— Пойди погляди на наш город, — наконец разрешила Анастасия Никитична. — У нас здесь живет, знаешь, какой знаменитый цветовод! Полторы тысячи сортов роз вывел, голубые ели вырастил… А георгины! Белую, с алой каемкой, «Коломбину», а то еще похожую на бордовый бархат «Спокойную ночь». Ну иди, иди, а то я ведь до смерти заговорить могу…
— Сейчас, только переоденусь.
Вещей с собой Леокадия взяла мало: два ситцевых платья, сарафан и… три пары туфель. Туфли — ее слабость, дома из них можно было сделать выставку. Надев сарафан и белые, на низком каблуке туфли, Леокадия пошла в город.
Он и правда оказался необыкновенным: с огромным парком, голубыми елями.
На всякий случай — хотя понимала, что это совершенно невозможно, — Леокадия зашла на почту узнать, нет ли ей письма. Конечно, ничего не было.
Она потом еще заходила в течение четырех дней, но безуспешно. И навалилась тоска. Леокадия уже не знала, куда девать себя. Бабушка допытывалась, почему она такая скучная, почему не пойдет на танцплощадку, старалась, как могла, сама развлечь ее. Даже пропела песню своей молодости о белой армии и черном бароне. Даже продекламировала светловскую «Гренаду», для большей выразительности откусив кусок яблока крепкими зубами.
Ничего не помогало!
Эта несмеяна только делала вид, что внимательно слушает, а мыслями была где-то далеко.
Баба Ася притворно рассердилась:
— Ну и молодежь пошла, только щекоткой и развеселишь!
На пятый день своего пребывания в гостях, подходя к почтамту, Леокадия увидела… Куприянова.
В светлом костюме он казался совсем смуглым, смотрел на нее сияющими виноватыми глазами.
— Вот приехал… Могу я в конце концов провести свой отпуск там, где хочу?
Она вспыхнула от неожиданности, радости. Почему-то спросила:
— А чемодан где?
Он растерялся.
— Чемодан?
— Нет… Вы где остановились?
— О, здесь это не проблема — в гостинице.
— Но как вы меня разыскали?
— Жду у почтамта с восьми утра… Прождал бы и весь день, и еще, и еще день — ведь наведались бы вы сюда когда-нибудь?
И сразу мир стал иным: по-новому засветило солнце, по-новому засинело море. А впереди было столько дней вместе. С утра до ночи. Если на сон оставить по шесть часов, то сколько же будет часов вместе?

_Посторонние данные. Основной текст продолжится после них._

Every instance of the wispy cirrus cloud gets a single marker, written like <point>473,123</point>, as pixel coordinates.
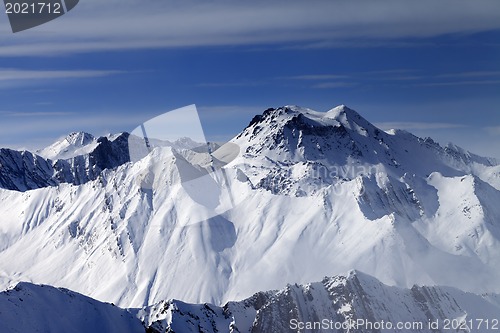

И можно было открыто ходить по улицам города, зайти в кино, отправиться в горы, говорить и смотреть друг на друга. Только как жаль, что его нельзя привести к бабушке. И она стала рассказывать Куприянову о бабе Асе, о том, как провела эти дни.
Они пошли главной улицей.
Изнемогали под тяжестью плодов сады. Горланили петухи. Даже близость моря не смягчала жары. Он думал: «Не странно ли, что все эти люди, которые сейчас проходят мимо нас, не только не любят Леокадию, но даже не понимают, какая она красавица, не замечают, например, вот эту золотистую полоску на гребне ее бровей».